1024344800|1|919136004959|004959|31639136001714|20150729105905105905|79|0|0|2|60|NO_EXCHG|7|900|0|||0|9136|702|0|20150729120737||79|3163|0|702|0|0|0|0|0|0|0|0|0|0|24|24|702|0|0|9431|0|SSJPR1MS201507291102556714_PR.PRC|11:00:24|404009875008997
1024344801|1|919136004959|004959|31639136001716|20150729110247110247|50|0|0|1|60|NO_EXCHG|7|900|0|||0|9136|702|0|20150729120737||50|3163|0|702|0|0|0|0|0|0|0|0|0|0|24|24|702|0|0|9431|0|SSJPR1MS201507291105486715_PR.PRC|11:03:37|404009875008998

but when i run the script provided by you it only gives me processing file4 & mainfile with no output saying "FOUND IN DEL". Can you please suggest

---------- Post updated at 10:09 AM ---------- Previous update was at 10:06 AM ----------

apologies, it should give "FOUND IN UPW". Any file provided provided as input say from file1 to file4 can be empty/blank, so same must work for other conditions in case file1 or file2 or file3 is empty.

You said your field separator was a comma ( -F, ), so with your sample input file file4 , field 1 is:

1024344800|1023976099|1|9136|006388|20130814|9429

(not 1024344800 ), and

1024344800|1023976099|1|9136|006388|20130814|9429

in file4 is not the same as field 1 in mainfile :

1024344800|1|919136004959|004959|31639136001714|20150729105905105905|79|0|0|2|60|NO_EXCHG|7|900|0|||0|9136|702|0|20150729120737||79|3163|0|702|0|0|0|0|0|0|0|0|0|0|24|24|702|0|0|9431|0|SSJPR1MS201507291102556714_PR.PRC|11:00:24|404009875008997

If your field separator is the vertical bar (or pipe symbol), you need to change -F, in your script to -F'|' .

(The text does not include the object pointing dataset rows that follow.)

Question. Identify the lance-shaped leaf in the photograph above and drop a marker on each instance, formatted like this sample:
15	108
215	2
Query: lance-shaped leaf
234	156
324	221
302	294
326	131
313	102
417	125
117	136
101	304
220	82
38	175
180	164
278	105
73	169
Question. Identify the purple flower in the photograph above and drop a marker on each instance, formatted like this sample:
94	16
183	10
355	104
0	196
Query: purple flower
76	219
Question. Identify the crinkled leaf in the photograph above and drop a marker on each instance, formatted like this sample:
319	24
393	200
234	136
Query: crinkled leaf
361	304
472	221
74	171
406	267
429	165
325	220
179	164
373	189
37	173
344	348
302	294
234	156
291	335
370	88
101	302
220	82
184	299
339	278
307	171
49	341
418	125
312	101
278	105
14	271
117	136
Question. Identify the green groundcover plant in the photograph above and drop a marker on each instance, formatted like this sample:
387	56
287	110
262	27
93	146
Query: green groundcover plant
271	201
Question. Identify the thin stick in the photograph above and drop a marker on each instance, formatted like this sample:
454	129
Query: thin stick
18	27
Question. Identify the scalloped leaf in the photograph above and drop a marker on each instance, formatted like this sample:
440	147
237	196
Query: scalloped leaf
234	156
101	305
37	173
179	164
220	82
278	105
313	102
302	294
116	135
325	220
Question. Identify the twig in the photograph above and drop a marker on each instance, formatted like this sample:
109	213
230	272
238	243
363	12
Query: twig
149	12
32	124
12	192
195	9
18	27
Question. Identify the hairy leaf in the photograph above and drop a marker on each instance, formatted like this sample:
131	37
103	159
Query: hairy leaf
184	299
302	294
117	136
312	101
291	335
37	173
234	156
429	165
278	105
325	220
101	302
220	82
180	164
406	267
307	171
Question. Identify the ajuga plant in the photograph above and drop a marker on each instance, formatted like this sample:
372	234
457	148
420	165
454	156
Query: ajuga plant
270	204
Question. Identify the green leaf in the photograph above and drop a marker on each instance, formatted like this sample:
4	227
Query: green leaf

Yup, changed in the code but didnt updated in the code shared by you.

#!/bin/ksh
awk -F'|' '
FNR == 1 {
	for(filecounter = 1; filecounter <= ARGC; filecounter++)
		if(FILENAME == ARGV[filecounter])
			break
	printf("***Processing file %s, filecounter=%d\n", FILENAME, filecounter)
}
filecounter==1 {KRL[$1]=$2;next}
filecounter==2 {GUJ[$1]=$2;next}
filecounter==3 {DEL[$1]=$2;next}
filecounter==4 {UPW[$1]=$2;next}
{	if($1 in KRL)
		print "FOUND IN KRL"
	else if($1 in GUJ)
		print "FOUND IN GUJ"
	else if($1 in DEL)
		print "FOUND IN DEL"
	else if($1 in UPW)
		print "FOUND IN UPW"
	else	print "Not Found"
}' "$@"

---------- Post updated at 12:30 PM ---------- Previous update was at 11:47 AM ----------

Hi Don, also if you see that file4 content, i am putting field1 in array whose value is field2 from file4

filecounter==4{UPW[$1]=$2;next}

& the same is being matched from mainfile. I have also highlighted the same in my earlier post. Can you please suggest how to handle this.

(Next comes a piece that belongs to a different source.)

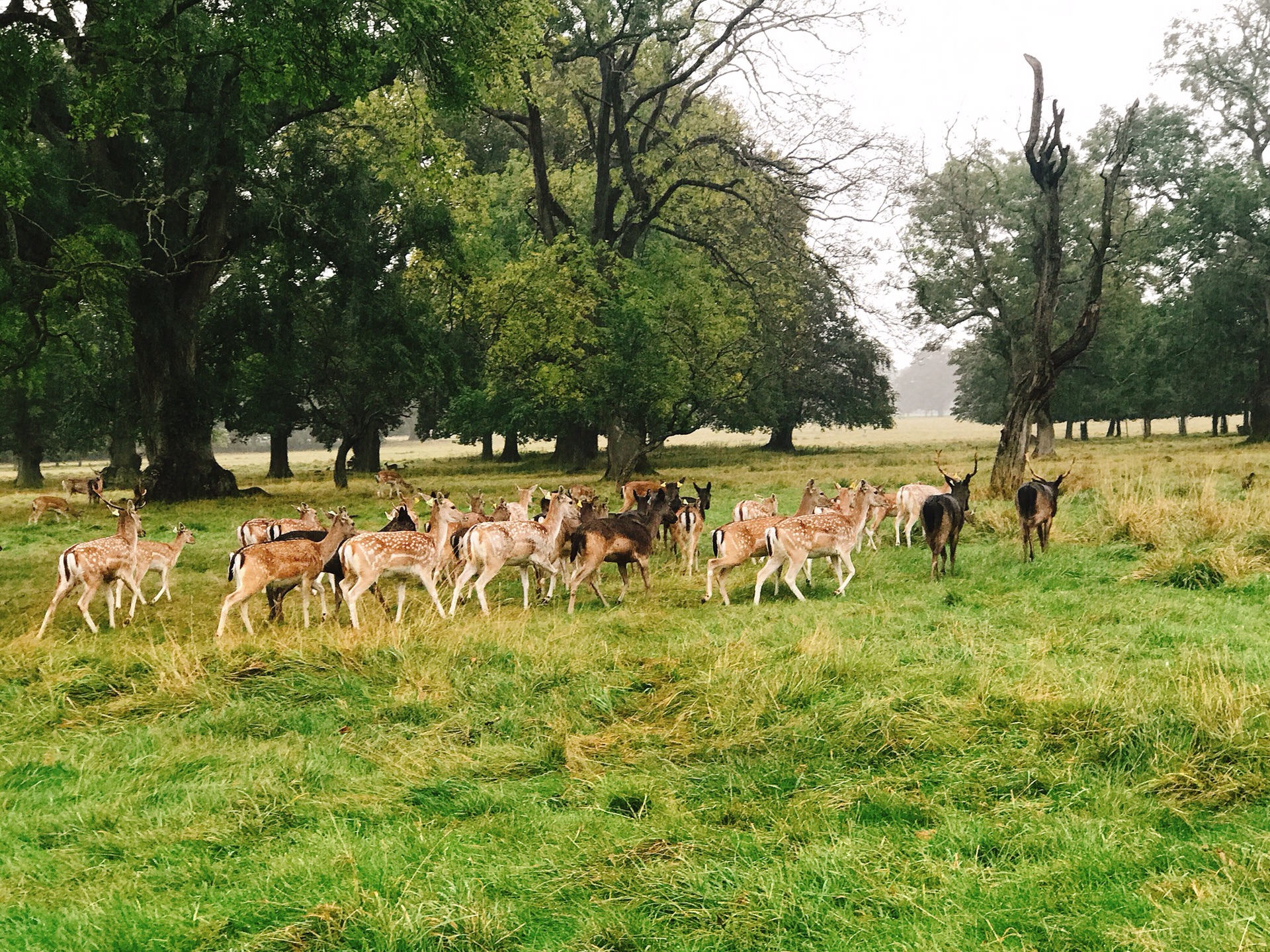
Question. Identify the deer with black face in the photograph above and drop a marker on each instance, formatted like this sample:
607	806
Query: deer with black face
943	517
1037	504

Taken from linux - How to check if a file is empty using awk in a bash script? - Stack Overflow

awk 'END{print(NR>2)?"NOT EMPTY":"EMPTY"}'

You must put this part in END block otherwise it'll be executed for every line.

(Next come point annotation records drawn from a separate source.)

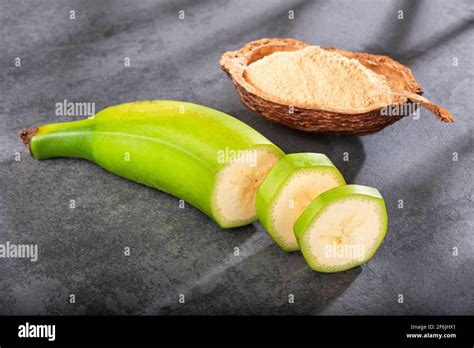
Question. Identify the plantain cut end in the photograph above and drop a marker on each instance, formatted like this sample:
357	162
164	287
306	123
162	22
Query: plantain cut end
26	135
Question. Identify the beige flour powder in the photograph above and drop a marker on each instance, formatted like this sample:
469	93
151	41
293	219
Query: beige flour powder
313	76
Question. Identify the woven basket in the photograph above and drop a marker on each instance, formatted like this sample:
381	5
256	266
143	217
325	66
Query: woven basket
359	122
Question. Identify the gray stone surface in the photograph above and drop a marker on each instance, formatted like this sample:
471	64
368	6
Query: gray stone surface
176	251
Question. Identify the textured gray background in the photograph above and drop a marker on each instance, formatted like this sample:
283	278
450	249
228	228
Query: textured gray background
177	251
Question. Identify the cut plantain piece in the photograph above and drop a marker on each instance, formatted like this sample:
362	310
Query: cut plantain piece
342	228
289	187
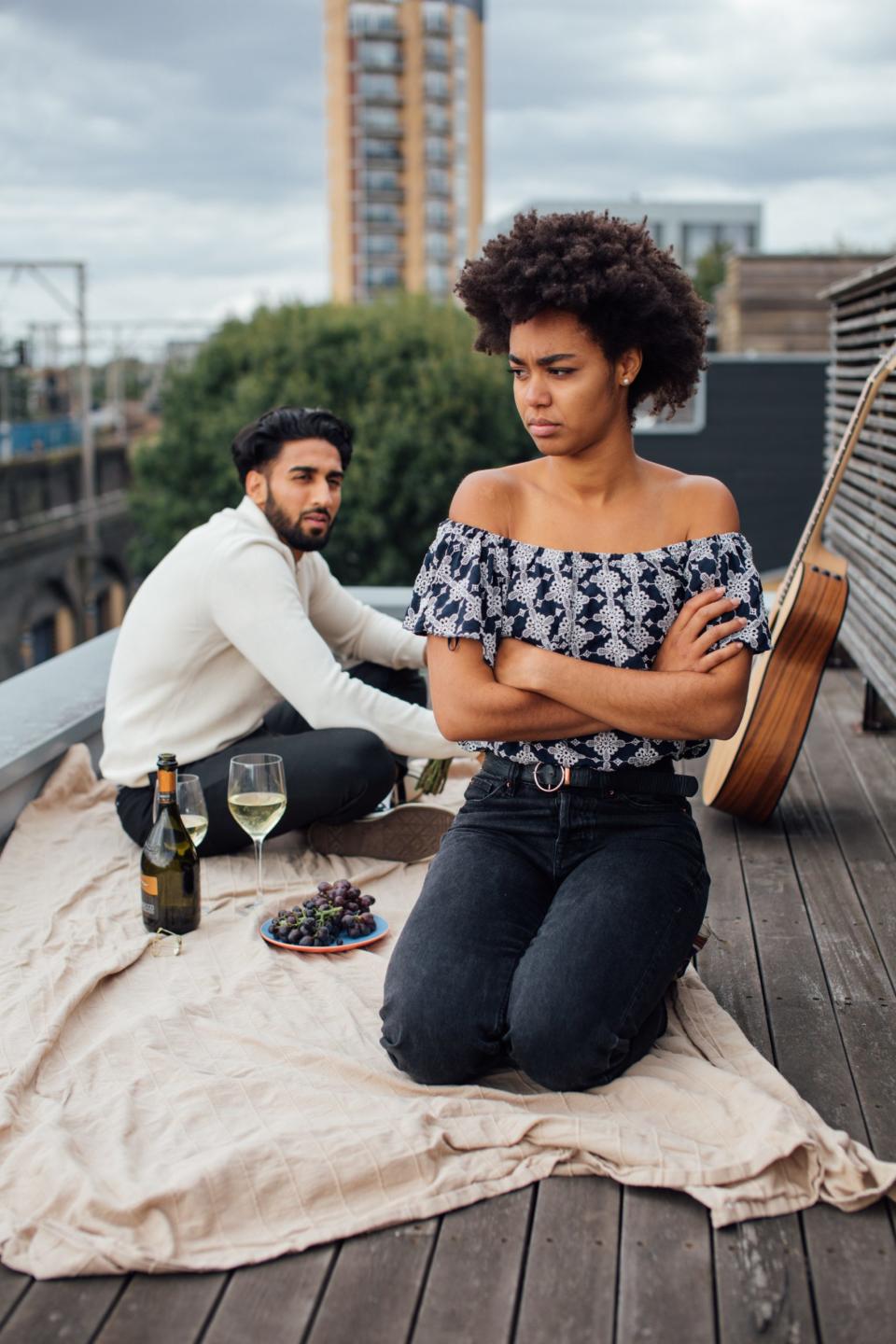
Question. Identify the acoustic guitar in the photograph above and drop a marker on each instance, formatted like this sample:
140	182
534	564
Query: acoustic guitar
746	775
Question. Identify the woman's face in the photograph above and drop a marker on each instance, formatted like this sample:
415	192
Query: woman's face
567	393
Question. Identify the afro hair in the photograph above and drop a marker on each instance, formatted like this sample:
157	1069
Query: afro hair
611	275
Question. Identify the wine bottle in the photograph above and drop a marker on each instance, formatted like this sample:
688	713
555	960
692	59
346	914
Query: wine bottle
170	863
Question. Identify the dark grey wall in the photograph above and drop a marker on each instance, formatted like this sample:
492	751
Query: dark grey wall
763	437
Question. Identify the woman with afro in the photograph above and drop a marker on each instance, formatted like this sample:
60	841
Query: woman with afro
592	619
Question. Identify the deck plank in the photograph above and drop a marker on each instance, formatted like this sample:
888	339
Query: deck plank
375	1286
861	989
809	1051
865	753
665	1269
272	1303
161	1307
762	1277
569	1285
12	1289
471	1288
62	1310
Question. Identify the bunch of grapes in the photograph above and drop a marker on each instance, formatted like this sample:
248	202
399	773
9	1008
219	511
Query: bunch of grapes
339	909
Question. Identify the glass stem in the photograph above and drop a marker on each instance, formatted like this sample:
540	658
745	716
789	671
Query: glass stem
259	879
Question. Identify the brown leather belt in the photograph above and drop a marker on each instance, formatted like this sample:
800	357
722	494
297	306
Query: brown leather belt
548	777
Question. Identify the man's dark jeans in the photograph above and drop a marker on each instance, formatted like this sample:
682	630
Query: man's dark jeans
547	933
332	775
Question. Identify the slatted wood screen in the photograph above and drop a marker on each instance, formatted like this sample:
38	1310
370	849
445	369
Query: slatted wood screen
861	523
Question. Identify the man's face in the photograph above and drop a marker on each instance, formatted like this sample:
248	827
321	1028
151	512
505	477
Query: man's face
300	492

I understand that your code is setting values in your four arrays that are never used. If you change the four lines setting the arrays from:

filecounter==1 {KRL[$1]=$2;next}
...

to:

filecounter==1 {KRL[$1];next}
...

you would get exactly the same results. I left that seemingly extraneous initialization in place assuming that your real code would do something with the values that had been saved in the arrays instead of just saying "FOUND IN arrayname".

But I have no idea what "this" is referring to in:

Please explain what you are trying to change and show us what output you are trying to produce.

I do not see how this is related to this thread??? Adding this END clause to the code being used in this thread will print "NOT EMPTY" if at least one of the five files being processed by these scripts is not empty, and will print "EMPTY" if there are no lines in any of the five input files.

Sorry, I should have gotten more sleep last night. Ignore what I said above...
I do not see how this is related to this thread??? Adding this END clause to the code being used in this thread will print "NOT EMPTY" if at least two lines were found in the five files being processed by these scripts, and will print "EMPTY" if there are less than three lines in all of the five input files combined.